Your instructors are part of the training and engagement team for the NIH Common Fund Data Ecosystem, a project supported by the NIH to increase data reuse and cloud computing for biomedical research.

Description

This 2-hour hands-on tutorial will introduce you to creating a computer "in the cloud" and logging into it, via Amazon Web Services. We will launch a small general-purpose Linux instance, connect to it, and run a small job while discussing the concepts and technologies involved.

Overview

[TOC]

Before we start

📝 Please fill out our pre-workshop survey if you have not already done so!
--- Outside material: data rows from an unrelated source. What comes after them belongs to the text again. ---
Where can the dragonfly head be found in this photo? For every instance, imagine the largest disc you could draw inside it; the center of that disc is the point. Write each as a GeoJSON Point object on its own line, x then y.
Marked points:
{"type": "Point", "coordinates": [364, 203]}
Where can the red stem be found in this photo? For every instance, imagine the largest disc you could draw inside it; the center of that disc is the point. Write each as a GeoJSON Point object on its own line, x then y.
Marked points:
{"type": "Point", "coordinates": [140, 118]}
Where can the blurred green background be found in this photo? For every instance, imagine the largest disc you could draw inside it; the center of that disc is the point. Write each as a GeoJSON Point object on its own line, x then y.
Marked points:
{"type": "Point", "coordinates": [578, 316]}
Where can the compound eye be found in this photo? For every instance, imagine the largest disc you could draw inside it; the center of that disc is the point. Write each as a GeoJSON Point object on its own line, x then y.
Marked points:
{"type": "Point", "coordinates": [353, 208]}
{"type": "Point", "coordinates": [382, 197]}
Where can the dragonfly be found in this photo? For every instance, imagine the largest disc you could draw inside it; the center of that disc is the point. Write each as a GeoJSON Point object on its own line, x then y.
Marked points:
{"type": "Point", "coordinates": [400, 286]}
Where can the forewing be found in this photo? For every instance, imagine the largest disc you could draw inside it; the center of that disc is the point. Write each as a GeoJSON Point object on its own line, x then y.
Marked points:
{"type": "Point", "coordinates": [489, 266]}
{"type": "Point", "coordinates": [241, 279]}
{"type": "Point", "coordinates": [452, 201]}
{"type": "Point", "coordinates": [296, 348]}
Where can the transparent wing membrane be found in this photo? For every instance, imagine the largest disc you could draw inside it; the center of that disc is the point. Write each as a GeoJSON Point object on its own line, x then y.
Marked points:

✔️ Windows users should install Mobaxterm. Read our quick installation guide.

Questions?

If you have questions,

  • Type them in the group chat
  • Direct message the moderator
  • Unmute and ask them outloud

We're going to use the raised hand ✋ reaction in zoom to make sure people are on board during the hands-on activities.

1. Terminology and Sign-On

Cloud computing is the on-demand use of data storage and compute power without direct active management by the user. Amazon Web Services (AWS) is one of the most broadly adopted cloud platforms.

Some advantages of using AWS include:

  • Easy sign-on
  • Simple billing
  • Stable services
  • Customizable images
  • Customer support
  • Online resources

Amazon's Elastic Compute Cloud (EC2) is a web service that provides secure, resizable compute capacity in the cloud. Amazon's Simple Storage Service (S3) is widely used for storing and sharing data.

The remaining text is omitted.